Gastrointestinal bleeding (GIB) is a clinical challenge in kidney failure. INSPIRE group assessed if machine learning could determine a hemodialysis (HD) patient’s 180-day GIB hospitalization risk.

Methods

An eXtreme Gradient Boosting (XGBoost) and logistic regression model were developed using an HD dataset in United States (2017–2020). Patient data was randomly split (50% training, 30% validation, and 20% testing). HD treatments ≤ 180 days before GIB hospitalization were classified as positive observations; others were negative. Models considered 1,303 exposures/covariates. Performance was measured using unseen testing data.

Results

Incidence of 180-day GIB hospitalization was 1.18% in HD population (n = 451,579), and 1.12% in testing dataset (n = 38,853). XGBoost showed area under the receiver operating curve (AUROC) = 0.74 (95% confidence interval (CI) 0.72, 0.76) versus logistic regression showed AUROC = 0.68 (95% CI 0.66, 0.71). Sensitivity and specificity were 65.3% (60.9, 69.7) and 68.0% (67.6, 68.5) for XGBoost versus 68.9% (64.7, 73.0) and 57.0% (56.5, 57.5) for logistic regression, respectively. Associations in exposures were consistent for many factors. Both models showed GIB hospitalization risk was associated with older age, disturbances in anemia/iron indices, recent all-cause hospitalizations, and bone mineral metabolism markers.

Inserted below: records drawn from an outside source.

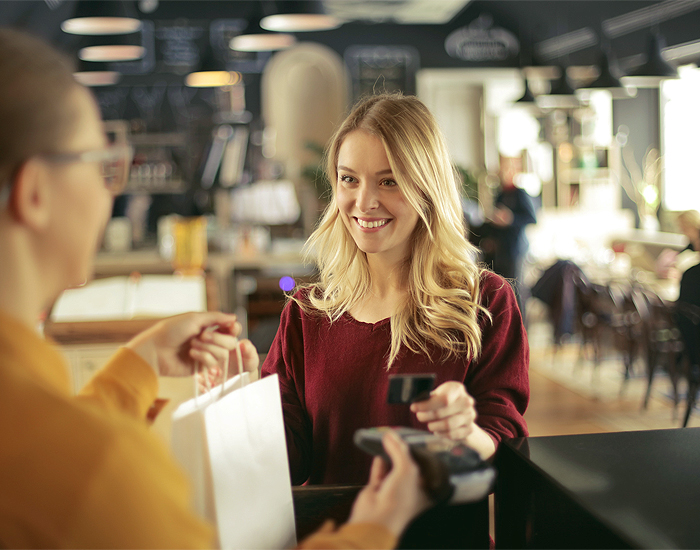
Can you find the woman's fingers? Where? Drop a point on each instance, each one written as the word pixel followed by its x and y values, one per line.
pixel 450 411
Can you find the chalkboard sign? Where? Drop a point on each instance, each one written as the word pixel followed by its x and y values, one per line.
pixel 480 41
pixel 181 45
pixel 161 107
pixel 382 68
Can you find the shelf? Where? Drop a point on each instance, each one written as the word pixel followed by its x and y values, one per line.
pixel 173 187
pixel 173 139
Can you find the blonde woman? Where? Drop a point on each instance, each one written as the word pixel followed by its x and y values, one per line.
pixel 399 293
pixel 84 471
pixel 689 224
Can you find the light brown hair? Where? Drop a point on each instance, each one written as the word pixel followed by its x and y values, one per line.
pixel 35 113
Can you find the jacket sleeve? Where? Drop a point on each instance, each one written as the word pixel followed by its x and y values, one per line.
pixel 286 359
pixel 126 384
pixel 136 497
pixel 499 379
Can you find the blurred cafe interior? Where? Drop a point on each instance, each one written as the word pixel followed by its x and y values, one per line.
pixel 589 107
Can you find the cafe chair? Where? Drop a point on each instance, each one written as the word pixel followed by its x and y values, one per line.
pixel 688 319
pixel 664 344
pixel 556 288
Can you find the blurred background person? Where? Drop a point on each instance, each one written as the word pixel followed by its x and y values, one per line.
pixel 503 241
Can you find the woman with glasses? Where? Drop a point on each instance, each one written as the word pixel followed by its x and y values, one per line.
pixel 84 471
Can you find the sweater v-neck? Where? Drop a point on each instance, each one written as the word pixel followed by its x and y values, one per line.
pixel 366 325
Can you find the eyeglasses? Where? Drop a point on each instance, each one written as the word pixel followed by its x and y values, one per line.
pixel 115 166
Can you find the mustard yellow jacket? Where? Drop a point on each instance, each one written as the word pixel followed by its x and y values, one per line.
pixel 84 471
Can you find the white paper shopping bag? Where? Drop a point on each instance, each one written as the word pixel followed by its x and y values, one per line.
pixel 233 446
pixel 250 468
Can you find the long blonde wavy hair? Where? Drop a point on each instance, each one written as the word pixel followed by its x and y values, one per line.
pixel 442 305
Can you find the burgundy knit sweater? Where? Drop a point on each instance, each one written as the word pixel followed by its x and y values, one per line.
pixel 333 380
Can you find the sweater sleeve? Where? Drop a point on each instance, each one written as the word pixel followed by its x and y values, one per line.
pixel 353 535
pixel 286 359
pixel 499 380
pixel 136 497
pixel 126 384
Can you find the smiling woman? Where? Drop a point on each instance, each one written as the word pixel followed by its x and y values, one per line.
pixel 400 293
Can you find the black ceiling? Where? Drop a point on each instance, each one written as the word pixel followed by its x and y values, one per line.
pixel 531 21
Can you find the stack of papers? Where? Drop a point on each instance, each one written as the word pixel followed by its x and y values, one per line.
pixel 120 298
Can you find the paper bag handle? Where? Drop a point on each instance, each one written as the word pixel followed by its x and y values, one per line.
pixel 198 368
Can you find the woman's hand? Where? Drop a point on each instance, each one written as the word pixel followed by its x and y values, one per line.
pixel 392 498
pixel 174 346
pixel 451 412
pixel 211 344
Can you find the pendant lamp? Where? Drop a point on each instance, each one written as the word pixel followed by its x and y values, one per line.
pixel 608 79
pixel 212 75
pixel 262 42
pixel 300 16
pixel 561 95
pixel 96 74
pixel 655 70
pixel 527 97
pixel 100 18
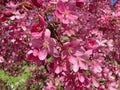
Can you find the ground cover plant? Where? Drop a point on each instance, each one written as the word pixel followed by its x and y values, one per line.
pixel 59 45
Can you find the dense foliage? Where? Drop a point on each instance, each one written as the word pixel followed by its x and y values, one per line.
pixel 59 45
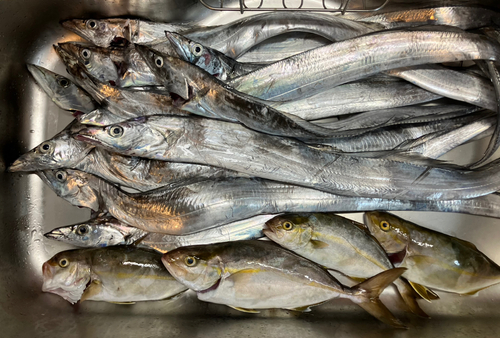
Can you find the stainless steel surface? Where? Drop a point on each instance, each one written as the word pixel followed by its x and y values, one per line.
pixel 28 209
pixel 342 6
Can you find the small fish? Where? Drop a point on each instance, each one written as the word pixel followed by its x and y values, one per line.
pixel 254 275
pixel 115 274
pixel 98 232
pixel 433 259
pixel 339 244
pixel 108 231
pixel 63 92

XGBoost showed high importance on outcome prediction for serum 25 hydroxy (25OH) vitamin D levels , while logistic regression showed high importance for parathyroid hormone (PTH) levels.

Conclusions

Machine learning can be considered for early detection of GIB event risk in HD. XGBoost outperforms logistic regression, yet both appear suitable. External and prospective validation of these models is needed. Association between bone mineral metabolism markers and GIB events was unexpected and warrants investigation.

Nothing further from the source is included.